Incident Response, TDR, Vulnerability Management

Internet Explorer security feature blocks outdated ActiveX controls


On Tuesday, versions of Internet Explorer began blocking out-of-date ActiveX controls – primarily as a way of preventing security flaws from being exploited and users from being compromised.

The feature, which was discussed by Microsoft in August, works with Internet Explorer 8 through Internet Explorer 11 on Windows 7 SP1 and up, as well as on Windows Server 2008 R2 SP1 and up, according to a post, which adds it is active in all Security Zones except the Local Intranet Zone and the Trusted Sites Zone.

A notification bar in Internet Explorer will let users know when the browser is blocking an outdated ActiveX control, and will offer the option to update, the post indicates, adding that users can interact with parts of the webpage not impacted by the ActiveX control.

The company stated that Internet Explorer decides which ActiveX controls to block based on a Microsoft-hosted file known as ‘versionlist.xml,' which is automatically updated with newly-discovered out-of-date ActiveX controls, according to the post.

“[Microsoft] also importantly [has] released new GPO settings for Internet Explorer to allow business to control this functionality corporate wide,” Marc Maiffret, CTO of BeyondTrust, told in a Wednesday email correspondence. “This represents another great configuration option for helping reduce a company's overall attack surface.”

ActiveX controls are small apps that enable websites to provide content such as games and videos, and lets users interact with toolbars; however, several ActiveX controls do not automatically update, the post indicates.

Maiffret said that because ActiveX was not initially developed with security in mind, several vulnerabilities – many of which can lead to remote code execution against a user's system – have surfaced throughout the years as a result.

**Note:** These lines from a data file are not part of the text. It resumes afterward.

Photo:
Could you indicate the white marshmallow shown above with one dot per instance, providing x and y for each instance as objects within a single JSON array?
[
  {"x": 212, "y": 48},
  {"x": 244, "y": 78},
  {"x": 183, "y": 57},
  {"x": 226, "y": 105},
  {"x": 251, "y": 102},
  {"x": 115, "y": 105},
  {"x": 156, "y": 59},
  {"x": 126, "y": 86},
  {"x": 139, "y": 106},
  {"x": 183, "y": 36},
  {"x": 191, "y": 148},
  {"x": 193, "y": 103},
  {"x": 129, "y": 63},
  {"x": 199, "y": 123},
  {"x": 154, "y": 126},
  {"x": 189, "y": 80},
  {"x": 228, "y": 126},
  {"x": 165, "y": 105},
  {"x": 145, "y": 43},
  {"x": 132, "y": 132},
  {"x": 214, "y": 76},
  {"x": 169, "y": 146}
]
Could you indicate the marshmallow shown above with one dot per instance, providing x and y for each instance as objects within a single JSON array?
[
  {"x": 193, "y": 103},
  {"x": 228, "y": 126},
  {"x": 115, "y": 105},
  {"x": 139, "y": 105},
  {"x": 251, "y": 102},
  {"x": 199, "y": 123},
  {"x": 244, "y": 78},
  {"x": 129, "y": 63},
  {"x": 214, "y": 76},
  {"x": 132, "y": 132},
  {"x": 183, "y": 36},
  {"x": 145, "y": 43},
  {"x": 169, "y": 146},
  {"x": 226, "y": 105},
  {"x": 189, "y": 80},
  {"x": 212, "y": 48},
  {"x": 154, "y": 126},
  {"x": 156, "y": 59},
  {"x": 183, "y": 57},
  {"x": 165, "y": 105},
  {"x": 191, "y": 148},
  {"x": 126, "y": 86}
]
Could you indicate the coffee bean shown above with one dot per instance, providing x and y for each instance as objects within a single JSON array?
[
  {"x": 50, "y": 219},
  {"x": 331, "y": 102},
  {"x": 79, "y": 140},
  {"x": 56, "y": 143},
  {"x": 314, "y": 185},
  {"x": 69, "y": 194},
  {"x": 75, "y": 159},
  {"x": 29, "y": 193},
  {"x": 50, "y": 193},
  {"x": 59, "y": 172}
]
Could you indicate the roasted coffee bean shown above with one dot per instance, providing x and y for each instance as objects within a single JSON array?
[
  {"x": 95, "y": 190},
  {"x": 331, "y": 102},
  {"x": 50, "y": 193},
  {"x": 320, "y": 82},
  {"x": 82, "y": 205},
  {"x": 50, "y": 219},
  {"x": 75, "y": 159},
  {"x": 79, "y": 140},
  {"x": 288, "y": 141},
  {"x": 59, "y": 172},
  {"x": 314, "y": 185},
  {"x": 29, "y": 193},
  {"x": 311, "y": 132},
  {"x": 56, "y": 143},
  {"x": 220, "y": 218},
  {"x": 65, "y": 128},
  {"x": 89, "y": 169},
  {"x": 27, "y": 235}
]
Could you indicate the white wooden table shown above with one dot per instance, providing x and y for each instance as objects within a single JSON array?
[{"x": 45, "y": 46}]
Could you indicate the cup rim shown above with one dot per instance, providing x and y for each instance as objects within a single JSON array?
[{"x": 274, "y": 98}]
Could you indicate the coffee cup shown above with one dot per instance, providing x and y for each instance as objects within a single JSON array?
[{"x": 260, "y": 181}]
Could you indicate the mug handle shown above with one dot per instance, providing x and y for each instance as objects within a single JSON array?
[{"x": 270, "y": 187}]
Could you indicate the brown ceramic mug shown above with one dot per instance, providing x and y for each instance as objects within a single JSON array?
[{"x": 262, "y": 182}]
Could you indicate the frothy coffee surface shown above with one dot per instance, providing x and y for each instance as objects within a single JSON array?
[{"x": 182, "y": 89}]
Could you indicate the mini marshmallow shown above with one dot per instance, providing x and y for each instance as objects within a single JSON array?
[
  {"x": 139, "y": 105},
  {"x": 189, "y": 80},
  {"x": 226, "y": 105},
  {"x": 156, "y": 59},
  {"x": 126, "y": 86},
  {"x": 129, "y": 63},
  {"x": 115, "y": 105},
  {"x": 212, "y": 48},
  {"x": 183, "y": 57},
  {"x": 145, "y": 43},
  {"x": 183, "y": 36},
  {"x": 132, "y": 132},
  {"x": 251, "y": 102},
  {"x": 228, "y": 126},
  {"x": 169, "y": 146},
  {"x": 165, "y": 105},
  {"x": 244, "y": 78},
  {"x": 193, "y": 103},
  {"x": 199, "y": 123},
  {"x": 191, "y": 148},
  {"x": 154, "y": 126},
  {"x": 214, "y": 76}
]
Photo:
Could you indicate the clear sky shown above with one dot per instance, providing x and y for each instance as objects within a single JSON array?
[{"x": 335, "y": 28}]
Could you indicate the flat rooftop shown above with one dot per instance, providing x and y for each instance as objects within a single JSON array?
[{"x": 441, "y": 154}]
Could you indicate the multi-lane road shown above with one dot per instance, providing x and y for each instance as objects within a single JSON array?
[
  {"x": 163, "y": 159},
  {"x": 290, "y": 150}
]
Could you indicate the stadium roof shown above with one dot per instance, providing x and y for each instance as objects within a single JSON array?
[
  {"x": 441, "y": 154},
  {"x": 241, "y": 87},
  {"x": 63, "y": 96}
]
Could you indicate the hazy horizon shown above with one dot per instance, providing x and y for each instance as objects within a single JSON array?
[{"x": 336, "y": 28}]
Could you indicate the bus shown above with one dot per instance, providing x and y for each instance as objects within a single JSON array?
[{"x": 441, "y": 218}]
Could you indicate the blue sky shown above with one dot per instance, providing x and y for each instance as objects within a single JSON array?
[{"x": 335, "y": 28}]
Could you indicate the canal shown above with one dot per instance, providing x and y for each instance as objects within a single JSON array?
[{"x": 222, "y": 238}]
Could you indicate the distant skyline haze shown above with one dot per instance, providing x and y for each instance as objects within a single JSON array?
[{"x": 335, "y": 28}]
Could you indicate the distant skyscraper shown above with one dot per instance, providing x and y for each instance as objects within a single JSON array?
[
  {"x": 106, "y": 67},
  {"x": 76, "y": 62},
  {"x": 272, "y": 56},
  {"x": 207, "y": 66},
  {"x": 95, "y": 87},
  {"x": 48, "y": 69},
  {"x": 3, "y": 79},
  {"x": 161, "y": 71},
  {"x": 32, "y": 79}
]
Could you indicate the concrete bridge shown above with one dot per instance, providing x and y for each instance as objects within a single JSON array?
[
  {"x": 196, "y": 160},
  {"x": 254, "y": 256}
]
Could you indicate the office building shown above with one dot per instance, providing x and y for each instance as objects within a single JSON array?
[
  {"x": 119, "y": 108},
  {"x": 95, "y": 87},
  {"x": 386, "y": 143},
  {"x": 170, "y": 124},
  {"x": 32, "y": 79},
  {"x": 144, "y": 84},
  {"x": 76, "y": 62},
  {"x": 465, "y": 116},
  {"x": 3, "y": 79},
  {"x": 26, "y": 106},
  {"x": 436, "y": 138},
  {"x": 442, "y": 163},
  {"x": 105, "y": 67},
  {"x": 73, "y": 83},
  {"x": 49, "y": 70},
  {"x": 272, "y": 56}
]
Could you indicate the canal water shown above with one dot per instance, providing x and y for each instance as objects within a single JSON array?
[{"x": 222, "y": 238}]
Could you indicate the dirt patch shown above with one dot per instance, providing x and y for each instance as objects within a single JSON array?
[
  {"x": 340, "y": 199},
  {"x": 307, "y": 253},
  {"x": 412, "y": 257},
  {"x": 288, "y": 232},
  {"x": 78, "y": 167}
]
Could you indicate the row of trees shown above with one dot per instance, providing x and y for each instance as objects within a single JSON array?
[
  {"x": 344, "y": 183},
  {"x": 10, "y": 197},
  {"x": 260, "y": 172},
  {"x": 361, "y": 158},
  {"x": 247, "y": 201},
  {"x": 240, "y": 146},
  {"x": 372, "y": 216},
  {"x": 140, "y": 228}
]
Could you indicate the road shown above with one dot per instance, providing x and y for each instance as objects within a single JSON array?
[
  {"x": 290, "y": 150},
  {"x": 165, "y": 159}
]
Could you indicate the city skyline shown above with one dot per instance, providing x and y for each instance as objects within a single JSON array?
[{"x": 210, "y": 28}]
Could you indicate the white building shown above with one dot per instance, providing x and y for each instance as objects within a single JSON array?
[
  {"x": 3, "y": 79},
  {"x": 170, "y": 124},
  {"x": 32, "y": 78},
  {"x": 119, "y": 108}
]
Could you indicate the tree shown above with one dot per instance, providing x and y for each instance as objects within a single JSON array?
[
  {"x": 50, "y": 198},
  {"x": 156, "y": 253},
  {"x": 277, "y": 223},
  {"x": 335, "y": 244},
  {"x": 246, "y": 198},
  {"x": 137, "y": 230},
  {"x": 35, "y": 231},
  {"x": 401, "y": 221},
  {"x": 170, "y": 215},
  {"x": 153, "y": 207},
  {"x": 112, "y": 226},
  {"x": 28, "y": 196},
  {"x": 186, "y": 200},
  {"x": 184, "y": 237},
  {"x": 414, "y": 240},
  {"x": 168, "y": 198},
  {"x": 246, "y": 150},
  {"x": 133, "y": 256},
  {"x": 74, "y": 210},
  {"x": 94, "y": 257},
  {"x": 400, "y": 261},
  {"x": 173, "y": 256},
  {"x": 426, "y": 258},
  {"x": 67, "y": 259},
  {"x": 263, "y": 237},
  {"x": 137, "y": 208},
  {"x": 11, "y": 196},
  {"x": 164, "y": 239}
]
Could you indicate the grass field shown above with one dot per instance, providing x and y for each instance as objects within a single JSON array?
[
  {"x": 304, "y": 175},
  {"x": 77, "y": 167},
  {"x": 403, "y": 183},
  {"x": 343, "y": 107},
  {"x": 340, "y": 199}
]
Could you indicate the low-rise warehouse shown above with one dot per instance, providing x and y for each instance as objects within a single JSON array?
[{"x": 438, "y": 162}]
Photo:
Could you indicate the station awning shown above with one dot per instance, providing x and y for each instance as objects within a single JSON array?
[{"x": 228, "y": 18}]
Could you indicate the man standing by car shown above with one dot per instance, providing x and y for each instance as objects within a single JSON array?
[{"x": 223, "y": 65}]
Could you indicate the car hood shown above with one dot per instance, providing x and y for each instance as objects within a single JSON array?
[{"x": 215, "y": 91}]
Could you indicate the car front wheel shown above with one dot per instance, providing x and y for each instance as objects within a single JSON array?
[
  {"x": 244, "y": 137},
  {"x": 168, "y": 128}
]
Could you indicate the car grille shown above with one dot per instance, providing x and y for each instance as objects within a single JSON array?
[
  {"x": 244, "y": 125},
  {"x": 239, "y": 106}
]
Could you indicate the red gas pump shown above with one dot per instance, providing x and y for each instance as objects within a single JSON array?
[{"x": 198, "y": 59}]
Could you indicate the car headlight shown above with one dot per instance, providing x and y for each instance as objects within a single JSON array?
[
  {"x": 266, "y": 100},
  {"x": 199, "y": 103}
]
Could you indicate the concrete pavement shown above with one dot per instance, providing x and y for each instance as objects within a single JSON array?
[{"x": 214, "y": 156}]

“Simply, if a user has a vulnerable ActiveX control and browses to a malicious website, there is the potential for the attacker to run code as the same privilege level of the logged on user,” Maiffret said. “This means an attacker can copy, delete, [and] modify files, [as well as] add backdoors, [and more].”

Maiffret said, “One of the great layers of defense in both this style of ActiveX attack and other client-application vulnerabilities is to implement a Least Privilege environment,” and added that Microsoft's effort is a great step towards reducing security risks and making users more aware of outdated controls.